On Sunday, the day I normally reserve on this blog to complain about being useless, I had a heart to heart chat over food with a good friend of mine instead. He suggested that I do something that a co-worker of mine also suggested. This Tuesday, I’m going to, hopefully, talk to a councilor at my school.
I’ve been depressed a great bit over the last ten years I’ve been out of high school. Honestly, I think about death a lot, and I sometimes sob uncontrollably. Last Thursday I took a math test that I wasn’t completely ready for, and I could have possibly bombed it. I cried some that day, not in front of co-workers though. When co-workers asked what was wrong, I actually answered them honestly. ‘I’m bad at Math,’ as well as ‘Life in general.’ Apparently I was right in my assumption that you are not supposed to be honest about that.

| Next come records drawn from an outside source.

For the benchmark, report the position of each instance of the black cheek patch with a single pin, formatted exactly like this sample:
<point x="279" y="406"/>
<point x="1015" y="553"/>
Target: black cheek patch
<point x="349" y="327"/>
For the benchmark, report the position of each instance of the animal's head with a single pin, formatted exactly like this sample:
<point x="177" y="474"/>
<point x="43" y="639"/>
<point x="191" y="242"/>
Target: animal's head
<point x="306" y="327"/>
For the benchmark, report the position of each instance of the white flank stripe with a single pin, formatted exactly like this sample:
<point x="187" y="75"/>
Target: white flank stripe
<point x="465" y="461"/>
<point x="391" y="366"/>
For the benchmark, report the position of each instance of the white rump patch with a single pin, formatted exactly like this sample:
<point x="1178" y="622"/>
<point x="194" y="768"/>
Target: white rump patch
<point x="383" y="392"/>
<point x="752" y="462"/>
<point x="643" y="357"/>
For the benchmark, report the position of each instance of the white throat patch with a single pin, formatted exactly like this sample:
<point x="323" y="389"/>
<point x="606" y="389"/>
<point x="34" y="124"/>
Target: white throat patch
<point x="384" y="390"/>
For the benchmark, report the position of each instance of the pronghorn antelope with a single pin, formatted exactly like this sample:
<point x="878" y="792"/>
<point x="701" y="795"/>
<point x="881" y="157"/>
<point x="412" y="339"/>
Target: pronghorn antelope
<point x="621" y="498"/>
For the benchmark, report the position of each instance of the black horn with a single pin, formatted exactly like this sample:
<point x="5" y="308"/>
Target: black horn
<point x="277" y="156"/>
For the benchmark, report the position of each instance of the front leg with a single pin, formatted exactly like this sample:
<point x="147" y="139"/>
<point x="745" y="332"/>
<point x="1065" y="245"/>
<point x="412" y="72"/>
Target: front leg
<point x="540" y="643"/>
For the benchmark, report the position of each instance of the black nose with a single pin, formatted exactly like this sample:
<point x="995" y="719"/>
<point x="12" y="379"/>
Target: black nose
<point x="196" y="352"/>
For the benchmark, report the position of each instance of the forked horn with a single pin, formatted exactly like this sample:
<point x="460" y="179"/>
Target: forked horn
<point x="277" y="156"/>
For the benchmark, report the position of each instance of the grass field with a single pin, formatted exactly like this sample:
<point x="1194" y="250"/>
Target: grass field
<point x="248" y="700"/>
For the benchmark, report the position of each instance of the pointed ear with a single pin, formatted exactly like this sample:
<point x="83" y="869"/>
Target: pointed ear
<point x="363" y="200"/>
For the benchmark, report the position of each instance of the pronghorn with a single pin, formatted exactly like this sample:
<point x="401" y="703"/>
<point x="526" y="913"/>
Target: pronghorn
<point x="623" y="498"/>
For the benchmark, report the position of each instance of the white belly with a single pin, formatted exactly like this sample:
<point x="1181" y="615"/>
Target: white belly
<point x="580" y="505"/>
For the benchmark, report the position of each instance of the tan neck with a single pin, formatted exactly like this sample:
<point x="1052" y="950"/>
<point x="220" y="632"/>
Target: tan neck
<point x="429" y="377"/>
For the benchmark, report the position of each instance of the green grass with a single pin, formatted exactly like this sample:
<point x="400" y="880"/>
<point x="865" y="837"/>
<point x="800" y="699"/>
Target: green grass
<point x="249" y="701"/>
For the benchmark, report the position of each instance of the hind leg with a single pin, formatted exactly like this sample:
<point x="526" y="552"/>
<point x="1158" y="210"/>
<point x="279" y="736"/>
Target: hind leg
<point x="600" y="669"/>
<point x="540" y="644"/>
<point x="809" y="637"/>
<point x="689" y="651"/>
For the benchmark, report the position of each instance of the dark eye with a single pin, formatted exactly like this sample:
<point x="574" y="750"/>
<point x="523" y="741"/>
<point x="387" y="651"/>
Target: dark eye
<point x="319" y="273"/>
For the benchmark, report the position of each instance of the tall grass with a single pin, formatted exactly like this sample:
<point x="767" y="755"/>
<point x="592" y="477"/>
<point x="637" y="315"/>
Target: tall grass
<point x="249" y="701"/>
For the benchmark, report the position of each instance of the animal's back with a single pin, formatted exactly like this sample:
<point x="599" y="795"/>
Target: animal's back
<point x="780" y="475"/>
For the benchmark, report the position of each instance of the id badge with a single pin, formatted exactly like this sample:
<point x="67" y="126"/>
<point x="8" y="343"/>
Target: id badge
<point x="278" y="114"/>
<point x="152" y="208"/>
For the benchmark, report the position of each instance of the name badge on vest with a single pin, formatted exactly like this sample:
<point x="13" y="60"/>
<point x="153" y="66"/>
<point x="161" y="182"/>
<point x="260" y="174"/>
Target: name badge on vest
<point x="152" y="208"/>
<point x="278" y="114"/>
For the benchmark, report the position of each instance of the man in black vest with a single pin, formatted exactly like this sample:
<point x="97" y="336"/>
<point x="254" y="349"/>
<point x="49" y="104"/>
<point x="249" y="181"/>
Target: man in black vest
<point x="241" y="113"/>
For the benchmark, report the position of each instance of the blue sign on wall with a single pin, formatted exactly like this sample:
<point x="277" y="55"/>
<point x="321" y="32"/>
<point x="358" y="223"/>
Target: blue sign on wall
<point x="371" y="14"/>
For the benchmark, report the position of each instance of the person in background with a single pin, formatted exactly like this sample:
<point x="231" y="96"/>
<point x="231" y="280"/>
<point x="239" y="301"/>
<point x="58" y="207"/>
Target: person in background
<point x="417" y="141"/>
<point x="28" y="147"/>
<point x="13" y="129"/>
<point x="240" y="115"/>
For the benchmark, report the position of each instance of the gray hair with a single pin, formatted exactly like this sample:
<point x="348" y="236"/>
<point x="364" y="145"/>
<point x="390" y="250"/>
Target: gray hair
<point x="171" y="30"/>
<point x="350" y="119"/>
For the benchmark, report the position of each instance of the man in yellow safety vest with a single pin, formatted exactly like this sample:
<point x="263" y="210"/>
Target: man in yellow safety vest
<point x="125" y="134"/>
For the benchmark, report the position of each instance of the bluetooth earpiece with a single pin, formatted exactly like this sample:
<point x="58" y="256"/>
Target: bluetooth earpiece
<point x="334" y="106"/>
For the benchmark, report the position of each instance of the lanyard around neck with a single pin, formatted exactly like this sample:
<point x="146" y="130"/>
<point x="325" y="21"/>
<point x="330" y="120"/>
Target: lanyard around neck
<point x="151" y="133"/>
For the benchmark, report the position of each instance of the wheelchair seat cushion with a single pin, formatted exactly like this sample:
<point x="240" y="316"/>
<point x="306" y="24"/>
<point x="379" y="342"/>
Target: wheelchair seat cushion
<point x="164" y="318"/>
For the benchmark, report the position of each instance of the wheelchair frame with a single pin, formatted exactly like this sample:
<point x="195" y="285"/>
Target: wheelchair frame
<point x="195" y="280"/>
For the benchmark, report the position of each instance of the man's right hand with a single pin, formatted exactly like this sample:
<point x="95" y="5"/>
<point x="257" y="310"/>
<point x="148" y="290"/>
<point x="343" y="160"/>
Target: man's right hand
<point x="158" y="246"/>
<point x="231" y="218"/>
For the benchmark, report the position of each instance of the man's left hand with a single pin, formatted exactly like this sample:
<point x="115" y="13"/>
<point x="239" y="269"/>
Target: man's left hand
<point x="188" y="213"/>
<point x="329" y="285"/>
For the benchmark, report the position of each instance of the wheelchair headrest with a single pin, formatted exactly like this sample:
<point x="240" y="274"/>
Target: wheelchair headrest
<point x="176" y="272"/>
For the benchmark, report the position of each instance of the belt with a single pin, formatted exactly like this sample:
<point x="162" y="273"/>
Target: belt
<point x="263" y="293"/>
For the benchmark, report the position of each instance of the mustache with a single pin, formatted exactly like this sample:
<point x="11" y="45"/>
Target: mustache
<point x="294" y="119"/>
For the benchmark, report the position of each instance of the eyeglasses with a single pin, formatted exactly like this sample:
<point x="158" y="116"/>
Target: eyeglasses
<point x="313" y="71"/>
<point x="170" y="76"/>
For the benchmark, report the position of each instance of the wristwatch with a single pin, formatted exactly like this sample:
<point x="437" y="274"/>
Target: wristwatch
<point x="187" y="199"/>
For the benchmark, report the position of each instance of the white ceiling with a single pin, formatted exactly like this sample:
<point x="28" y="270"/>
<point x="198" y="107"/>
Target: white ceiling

My status in life makes me horribly depressed. Three years or so ago, I told myself that I was going to kill myself if my life wasn’t on the right path by my high school reunion, which was last year. I dropped out of my Phlebotomy class after moving out of my dad’s house because it wasn’t what I thought it was, and I had a girlfriend that I loved and I was going to move away and start a life with her. Well, she dumped me last April, despite explaining to me many times how much she loved me and how she would never leave me, and I still suffer from that quite a bit. High School Reunion came and went without me there, and you know what? I’m still here today because I still have hope for a better tomorrow.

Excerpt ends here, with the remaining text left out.